Parallel Gaussian elimination

I am trying to parallelize an implementation of Gaussian elimination. I am aware that crates such as rayon may make this easier, but my goal is to use a mpsc::channel based implementation, so I chose to use a threadpool.

Here is an overview of the code base. Some of the features are redundant, but this code was ported from C, so I tried to maintain the structure.

The data structure passed around contains the size of the matrix (redundant), the matrix, four verification vectors (used to determine correctness), and the number of threads:

pub struct Data {
    pub nsize: usize,
    pub matrix: Vec<Vec<f64>>,
    pub b: Vec<f64>,
    pub c: Vec<f64>,
    pub v: Vec<f64>,
    pub swap: Vec<u64>,
    pub num_threads: usize,
}

The sequential algorithm:

pub fn compute_gauss(data: &mut Data) {
    for i in 0..data.nsize {
        pivot(data, i);

        let mut pivot_val;

        for j in i + 1..data.nsize {
            pivot_val = data.matrix[j][i];
            data.matrix[j][i] = 0.0;
            for k in i + 1..data.nsize {
                data.matrix[j][k] -= pivot_val * data.matrix[i][k];
            }
            data.b[j] -= pivot_val * data.b[i];
        }
    }
}

the pivot(matrix,index) function mutates the matrix in data

My current implementation of parallel gauss:

pub fn compute_gauss_p(data: Data) -> Data {
    let num_threads = data.num_threads;
    let pool = ThreadPool::new(data.num_threads);
    let nsize = data.nsize;
    let sdata = Arc::new(data);

    for i in 0..nsize {
        pivot(&mut *sdata, i); //compile error, as Arc does not implement DerefMut
        for n in 0..num_threads {
            let sdatacpy = Arc::clone(&sdata);
            pool.execute(move || {
                do_calc(sdatacpy, i + n);
            });
        }
        pool.join();
    }

    Arc::try_unwrap(sdata).unwrap()
}
fn do_calc(data: Arc<Data>, i: usize) { //cannot derefence mut from Arc
    let mut pivot_val;
    let num_threads = data.num_threads; 
    for j in (i + 1..data.matrix.len()).step_by(num_threads) {
        pivot_val = data.matrix[j][i];
        data.matrix[j][i] = 0.0;
        for k in i + 1..data.matrix.len() {
            data.matrix[j][k] -= pivot_val * data.matrix[i][k];
        }
        data.b[j] -= pivot_val * data.b[i];
    }
}

I have thought about using a Mutex to exclusivise the matrix, but that would sequentialize the work.
My next thought is to treat the matrix as a vector of mutex's, each containing a row.
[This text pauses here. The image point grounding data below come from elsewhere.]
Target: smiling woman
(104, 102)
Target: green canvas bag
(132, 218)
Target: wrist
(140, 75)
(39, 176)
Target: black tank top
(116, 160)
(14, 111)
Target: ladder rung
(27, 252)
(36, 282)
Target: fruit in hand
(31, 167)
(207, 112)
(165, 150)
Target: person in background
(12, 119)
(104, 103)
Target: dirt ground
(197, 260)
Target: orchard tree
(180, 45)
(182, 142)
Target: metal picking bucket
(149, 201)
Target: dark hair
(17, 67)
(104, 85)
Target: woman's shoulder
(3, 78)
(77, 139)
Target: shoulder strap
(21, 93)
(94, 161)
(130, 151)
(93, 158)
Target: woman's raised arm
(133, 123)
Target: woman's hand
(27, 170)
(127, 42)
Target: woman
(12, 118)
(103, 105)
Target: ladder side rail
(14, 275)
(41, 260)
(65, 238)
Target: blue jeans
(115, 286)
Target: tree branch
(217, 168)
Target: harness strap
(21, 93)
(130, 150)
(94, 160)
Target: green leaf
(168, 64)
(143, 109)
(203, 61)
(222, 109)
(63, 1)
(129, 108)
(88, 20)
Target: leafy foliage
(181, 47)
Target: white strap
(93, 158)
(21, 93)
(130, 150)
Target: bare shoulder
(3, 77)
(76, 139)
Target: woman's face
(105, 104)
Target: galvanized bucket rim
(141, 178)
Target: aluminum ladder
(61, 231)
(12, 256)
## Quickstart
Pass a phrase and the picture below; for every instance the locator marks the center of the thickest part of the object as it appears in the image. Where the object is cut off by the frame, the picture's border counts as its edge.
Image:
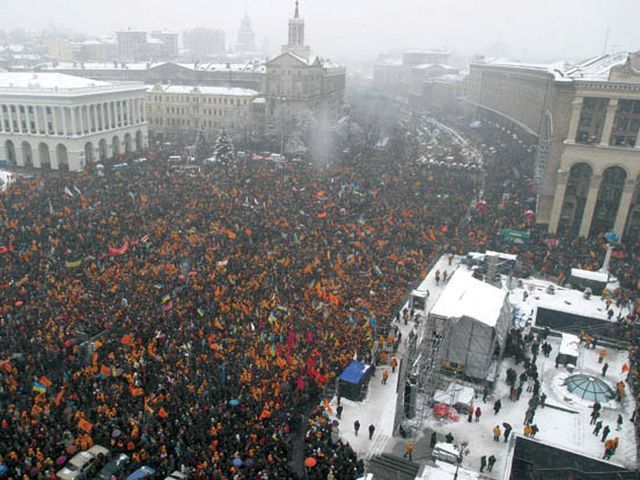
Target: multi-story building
(180, 110)
(584, 120)
(249, 75)
(407, 76)
(300, 83)
(202, 42)
(133, 46)
(61, 122)
(59, 48)
(99, 50)
(246, 36)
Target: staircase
(391, 467)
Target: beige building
(584, 120)
(181, 110)
(297, 82)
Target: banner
(515, 236)
(115, 252)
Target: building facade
(179, 110)
(584, 120)
(51, 121)
(132, 46)
(163, 45)
(298, 83)
(246, 36)
(249, 75)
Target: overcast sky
(361, 29)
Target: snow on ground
(565, 429)
(379, 407)
(446, 471)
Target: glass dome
(589, 388)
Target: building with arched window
(62, 122)
(583, 121)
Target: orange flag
(83, 424)
(137, 392)
(58, 399)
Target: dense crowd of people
(182, 318)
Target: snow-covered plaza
(564, 420)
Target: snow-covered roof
(589, 275)
(465, 296)
(205, 90)
(37, 83)
(596, 68)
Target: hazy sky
(527, 29)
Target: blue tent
(353, 380)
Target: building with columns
(178, 111)
(61, 122)
(584, 121)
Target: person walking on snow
(596, 431)
(492, 462)
(408, 450)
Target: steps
(392, 467)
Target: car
(142, 472)
(114, 467)
(82, 464)
(177, 476)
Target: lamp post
(463, 451)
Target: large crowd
(185, 318)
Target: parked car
(114, 467)
(82, 464)
(142, 472)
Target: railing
(35, 89)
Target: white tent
(474, 318)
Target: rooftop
(185, 89)
(465, 296)
(595, 68)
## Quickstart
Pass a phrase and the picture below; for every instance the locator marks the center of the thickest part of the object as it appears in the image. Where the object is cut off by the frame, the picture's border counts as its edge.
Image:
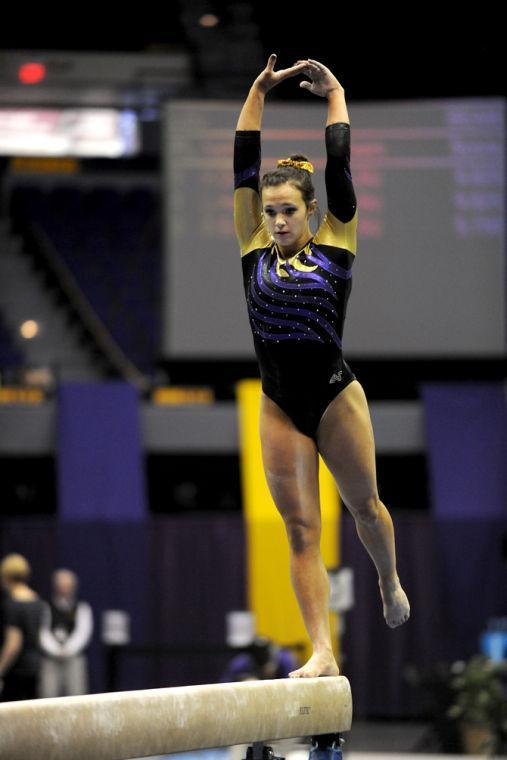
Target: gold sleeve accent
(339, 234)
(248, 221)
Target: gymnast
(297, 285)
This would allow me to divide up the work. matrix would be:

Vec<Mutex<Vec<f64>>>

However, I am wondering if this is the correct path. I would like to avoid using unsafe pointer references (I could just use my C version) while continuing to use a paradigm which has mpsc::channel's (no rayon or other library that doesn't use channels).

My rough (untested) translation of this for rayon would look something like this:

pub fn compute_gauss(data: &mut Data) {
    for i in 0..data.nsize {
        pivot(data, i);

        let (row_i, rows) = data.matrix[i..data.nsize].split_first_mut().unwrap();

        rows.par_iter_mut().for_each(|row_j| {
            let pivot_val = row_j[i];
            row_j[i] = 0.0;
            for k in i + 1..data.nsize {
                row_j[k] -= pivot_val * row_i[k];
            }
            data.b[j] -= pivot_val * data.b[i];
        });
    }
}

You probably need to pull out references to those other data members too before the parallel loop to avoid borrowing conflicts in the closure. Anyway, the idea is to split the mutable part so it can work independently, which you can also do with other threadpool implementations.

edit: I missed that data.b is also modified -- definitely need to fix that, but you can split it the same way as the matrix and use a parallel zip.

I would try to split the data that the different threads have to access in contiguous blocks, then use split_at_mut and chunks_mut to actually obtain them and send them to the different threads.

This however requires ThreadPool::execute to be able to accept non-'static closures, which doesn't seem the case. You need something like rayon::scope or crossbeam::scope for this, but at that point you may as well use rayon's ParallelIterator.